Maurício Meireles, FOLHAPRESS
No quarto 59 do hotel, um corpo está estendido no chão, morto a tiros. Tem um corte fundo no pescoço e golpes de faca no peito – desferidos apenas por raiva, pelo visto, porque as balas já tinham sido o suficiente. Também lá dentro, uma moça toda de branco e um revólver ainda quente sobre a mesa.
No bolso, o defunto trazia um lenço de seda, um relógio de prata, seu anel de formatura e seis tubos de lança-perfume – o crime ocorreu na terça de carnaval de 1909. O jornal O Estado de S. Paulo descrevia a cena: “Tinha os olhos semiabertos. O seu rosto, contraído, quase deixava adivinhar a suprema angústia por que o infeliz havia passado antes de cair morto”.
O assassinato que abalou São Paulo é um dos casos que o historiador Boris Fausto narra em seu novo livro, “O Crime da Galeria de Cristal e os Dois Crimes da Mala”, que chega agora às livrarias.
São três homicídios unidos por semelhanças. Todos se passam na São Paulo do começo do século 20 e trazem as mulheres no centro da trama – como assassinas, vítimas ou pivôs do crime.
No da Galeria de Cristal, que abre esta reportagem, quem puxou o gatilho foi Albertina, uma professora primária. Quatro anos antes, tivera um caso com o morto, engravidou e foi abandonada. Casada de novo, tramou com o marido a vingança.
“O da galeria eu acho o mais importante, porque tem uma ré mulher. Isso não era tão raro, mas também não chegava a ser incomum. E ela está lavando a sua honra. Isso dá abertura para pensar em questões de gênero, como se diz hoje”, diz Fausto.
O pesquisador faz no livro o que se chama de micro-história, gênero no qual é comum tirar de fatos aparentemente banais do passado uma dimensão social. A obra de permite vislumbrar o lugar da mulher naquela sociedade, um começo de feminismo que começava a surgir, os tribunais do início do século, a profissionalização da imprensa e o crescimento do sensacionalismo.
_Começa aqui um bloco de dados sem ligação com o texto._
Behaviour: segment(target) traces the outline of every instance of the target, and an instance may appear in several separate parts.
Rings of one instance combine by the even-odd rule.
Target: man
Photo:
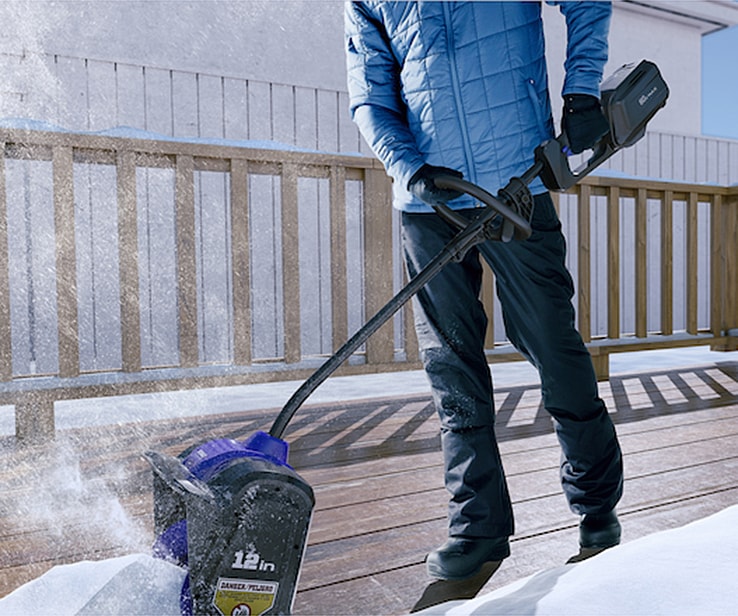
[[[608,129],[599,105],[611,6],[564,2],[567,24],[562,128],[572,151]],[[351,112],[394,180],[408,272],[414,276],[455,235],[430,205],[471,218],[477,204],[436,187],[463,176],[491,193],[519,176],[553,136],[537,2],[385,2],[346,5]],[[480,257],[495,273],[507,336],[540,373],[543,402],[562,446],[561,480],[579,514],[581,553],[615,545],[622,491],[615,430],[592,362],[574,327],[573,284],[553,202],[540,180],[533,234],[487,241],[414,298],[423,364],[441,421],[448,540],[427,559],[431,577],[465,580],[510,553],[513,514],[495,440],[484,354]]]

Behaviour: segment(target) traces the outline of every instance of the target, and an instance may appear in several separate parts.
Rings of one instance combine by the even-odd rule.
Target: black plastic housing
[[[536,165],[549,190],[571,188],[618,150],[636,143],[646,134],[648,122],[669,97],[669,88],[658,67],[648,60],[621,66],[602,82],[600,91],[602,111],[610,130],[595,145],[589,160],[572,171],[564,135],[544,141],[536,148]]]

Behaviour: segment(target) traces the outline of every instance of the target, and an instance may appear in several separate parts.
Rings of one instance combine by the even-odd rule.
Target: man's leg
[[[615,428],[597,393],[589,352],[574,326],[566,246],[548,194],[535,198],[525,242],[479,247],[497,279],[508,338],[539,370],[546,410],[561,443],[561,481],[578,514],[610,512],[622,493]]]
[[[402,221],[412,277],[456,231],[433,214],[406,213]],[[451,493],[449,536],[499,539],[492,551],[502,559],[508,554],[513,518],[494,435],[481,277],[479,255],[472,249],[461,263],[449,264],[413,302],[421,358],[441,420],[445,482]]]

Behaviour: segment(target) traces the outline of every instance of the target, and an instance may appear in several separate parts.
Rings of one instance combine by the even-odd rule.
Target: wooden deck
[[[625,453],[624,541],[738,503],[738,362],[613,376],[602,395]],[[577,519],[558,483],[559,448],[537,386],[497,394],[514,500],[512,556],[492,589],[563,563]],[[267,429],[276,410],[59,433],[0,443],[0,596],[50,567],[146,551],[151,478],[140,453]],[[288,429],[291,462],[317,505],[296,614],[407,612],[425,553],[445,539],[438,426],[428,396],[306,406]]]

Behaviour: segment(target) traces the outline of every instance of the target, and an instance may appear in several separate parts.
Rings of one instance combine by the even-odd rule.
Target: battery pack
[[[646,132],[646,124],[666,105],[669,87],[653,62],[624,64],[600,86],[600,100],[610,120],[613,145],[628,147]]]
Nesse gênero, os chamados “faits divers” (fatos diversos) ganham importância. A expressão em francês designa as notícias inusitadas, hoje multiplicadas pela internet em manchetes como “Elefantinho toma banho de piscina”, “Mulher é presa depois de latir para cão da polícia” ou “Dupla invade casa, lava roupas, toma banho e faz café”.
No crime da galeria, a história começa a se desdobrar como um novelão daqueles, e a opinião pública de divide. Para uns, é claro, Albertina era uma abominável rameira de quinta categoria. Mas o que surpreende é o apoio que ela recebe.
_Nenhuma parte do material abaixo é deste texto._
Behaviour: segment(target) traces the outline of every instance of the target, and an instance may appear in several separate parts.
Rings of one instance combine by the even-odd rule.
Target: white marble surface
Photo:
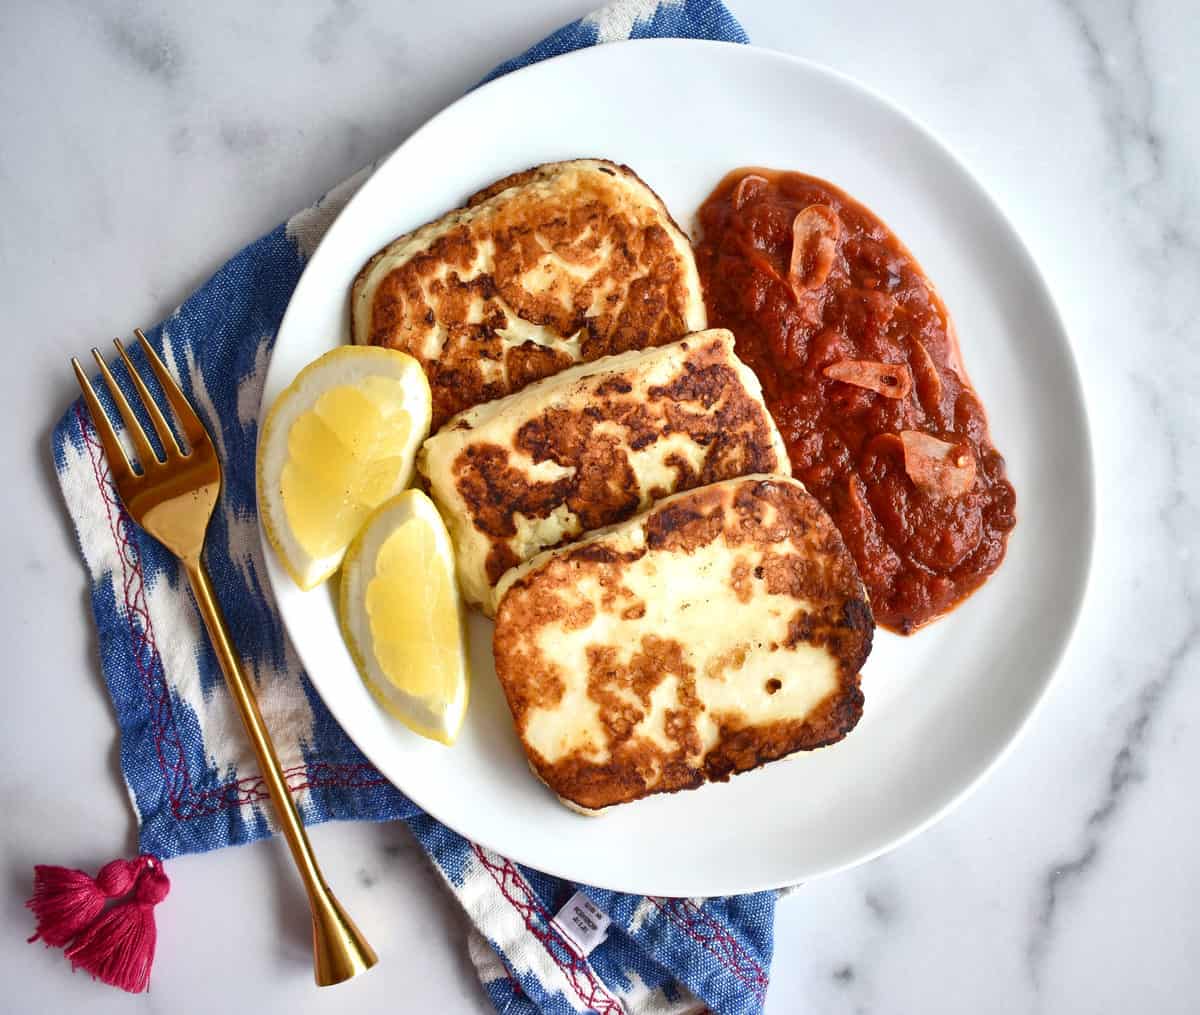
[[[92,865],[134,842],[48,435],[74,395],[69,355],[162,317],[588,6],[0,8],[0,312],[15,353],[0,379],[0,1009],[490,1010],[463,920],[400,827],[314,832],[383,958],[336,991],[310,985],[277,843],[170,865],[148,995],[24,943],[34,862]],[[999,198],[1072,333],[1102,492],[1088,605],[1018,750],[932,831],[781,903],[768,1011],[1200,1010],[1195,6],[733,6],[757,42],[911,110]]]

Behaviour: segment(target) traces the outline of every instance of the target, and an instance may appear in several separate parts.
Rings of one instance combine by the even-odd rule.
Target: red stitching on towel
[[[326,786],[361,789],[366,786],[378,786],[386,781],[373,766],[361,762],[355,765],[331,765],[325,761],[318,761],[311,765],[293,765],[291,768],[285,768],[283,775],[288,789],[293,793]],[[197,793],[181,817],[186,820],[215,814],[228,807],[241,807],[267,796],[263,777],[259,774],[248,775],[236,782],[227,782]]]
[[[125,601],[125,620],[129,627],[133,660],[137,667],[142,690],[146,694],[146,701],[150,706],[150,720],[154,728],[154,750],[158,756],[163,782],[167,787],[167,797],[171,802],[172,811],[178,817],[176,783],[182,777],[184,785],[190,788],[190,776],[183,762],[183,745],[175,727],[171,695],[162,676],[162,659],[154,640],[154,625],[150,622],[150,612],[146,607],[146,587],[142,575],[141,556],[129,531],[133,521],[125,511],[124,505],[116,497],[104,450],[95,437],[91,421],[84,415],[82,406],[78,404],[75,406],[75,418],[79,424],[80,433],[83,435],[88,456],[91,458],[92,473],[100,491],[104,510],[108,515],[108,527],[112,533],[113,542],[116,544],[117,556],[121,561],[121,595]],[[138,624],[134,622],[135,619],[140,622],[140,632]],[[145,659],[147,649],[150,653],[148,664]],[[170,757],[168,757],[168,752]]]
[[[475,851],[484,870],[496,882],[500,894],[521,914],[525,920],[525,928],[541,942],[546,954],[562,970],[563,976],[579,1000],[600,1015],[624,1015],[625,1009],[605,989],[604,984],[596,979],[587,959],[550,924],[549,912],[512,862],[504,857],[497,857],[500,862],[496,863],[474,842],[471,843],[471,849]],[[558,944],[567,953],[569,959],[566,962],[556,954],[553,944]]]
[[[691,899],[660,899],[647,896],[659,911],[693,941],[702,945],[738,980],[749,987],[760,1001],[767,992],[767,974],[754,956],[719,920],[704,912]],[[707,934],[705,933],[707,931]]]
[[[136,528],[116,495],[104,449],[96,439],[92,422],[81,405],[75,406],[75,419],[91,459],[96,487],[100,491],[100,499],[108,515],[109,531],[121,561],[121,596],[125,603],[129,640],[139,681],[150,706],[154,750],[166,785],[171,813],[180,821],[187,821],[262,800],[268,793],[262,775],[257,773],[230,780],[213,789],[200,792],[193,790],[183,742],[175,724],[170,689],[163,674],[162,657],[154,639],[154,625],[146,604],[146,583]],[[292,792],[327,786],[378,786],[385,781],[373,766],[361,762],[353,765],[331,765],[328,762],[297,765],[287,769],[284,775]]]

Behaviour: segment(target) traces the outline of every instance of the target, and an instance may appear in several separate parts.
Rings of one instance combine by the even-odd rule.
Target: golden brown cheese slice
[[[500,583],[496,673],[530,765],[595,811],[832,744],[874,621],[804,487],[677,494]]]
[[[608,356],[455,416],[418,467],[454,539],[467,600],[495,612],[510,567],[669,494],[754,472],[787,449],[733,335]]]
[[[573,363],[707,324],[687,237],[633,170],[600,159],[506,177],[379,251],[351,334],[421,361],[436,430]]]

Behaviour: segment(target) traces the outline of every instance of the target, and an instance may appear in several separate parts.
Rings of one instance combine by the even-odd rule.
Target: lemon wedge
[[[452,744],[470,678],[450,536],[420,490],[367,519],[346,551],[342,636],[375,697],[422,736]]]
[[[421,365],[369,346],[327,352],[275,400],[258,443],[259,515],[302,589],[333,574],[367,516],[412,481],[430,414]]]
Grávida, Albertina acabou virando aos olhos de boa parte do público uma professorinha inocente que apenas limpara a própria honra, matando um sedutor sem escrúpulos que a humilhara.
Da cadeia, chegou a escrever na imprensa: “Se eu, um dia, tivesse a honra de colaborar na redação do Código [Penal] de minha pátria, estabeleceria a punição de trinta anos para os sedutores que não reparassem o mal, se houvesse a impossibilidade de puni-los com a guilhotina”. O casal acabou inocentado. “Esse caso nos mostra que, olhando de perto, essa era uma sociedade mais complexa do que [a ideia da] mulher no lar e o marido que traz o provento”, diz Fausto.
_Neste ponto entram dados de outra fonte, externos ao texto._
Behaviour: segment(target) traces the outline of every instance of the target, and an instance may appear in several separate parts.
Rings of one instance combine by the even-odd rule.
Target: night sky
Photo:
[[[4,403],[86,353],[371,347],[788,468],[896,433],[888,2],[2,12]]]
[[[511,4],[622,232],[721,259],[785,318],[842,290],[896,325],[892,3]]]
A outra morte do qual o historiador trata permite conhecer um pouco da vida dos imigrantes sírio-libaneses na região da 25 de março. Nesse caso, o jovem Michel Trad, imigrante sírio, é flagrado em um navio com uma mala que fede muito. Quando ela é aberta, revela-se um corpo em seu interior, vestido com um terno de casimira. Não era sempre que surgia um defunto tão bem vestido.
O morto era Elias, seu amigo e protetor, e Trad é preso. O novelão logo se desdobra: ele teria despachado a vítima para a terra dos pés juntos porque tinha um caso de amor com sua mulher, Carolina.
Logo encontram-se cartas em francês entre os dois. Trad teria sido levado ao crime por uma paixão desesperada? Carolina participara do plano? Ela chega a ser presa, mas ele assumiu toda a culpa.
No último homicídio, Fausto conta a história de Giuseppe Pistone, um vigarista italiano que mata a mulher grávida, Maria Féa, e depois tenta despachá-la de navio para a Europa dentro de uma mala. Hoje enterrada em Santos, a mulher virou uma santa popular -e acólitos rezam em seu túmulo pedindo milagres.
“Houve muita briga sobre a utilidade ou inutilidade da micro-história. Mas são ondas que vão e veem, mas são maneiras válidas de abordar a história. Uma abordagem estrutural tem vantagens que a micro-história não tem, e vive-versa. Só que micro-história, para o meu gosto, é mais divertido”, diz Fausto.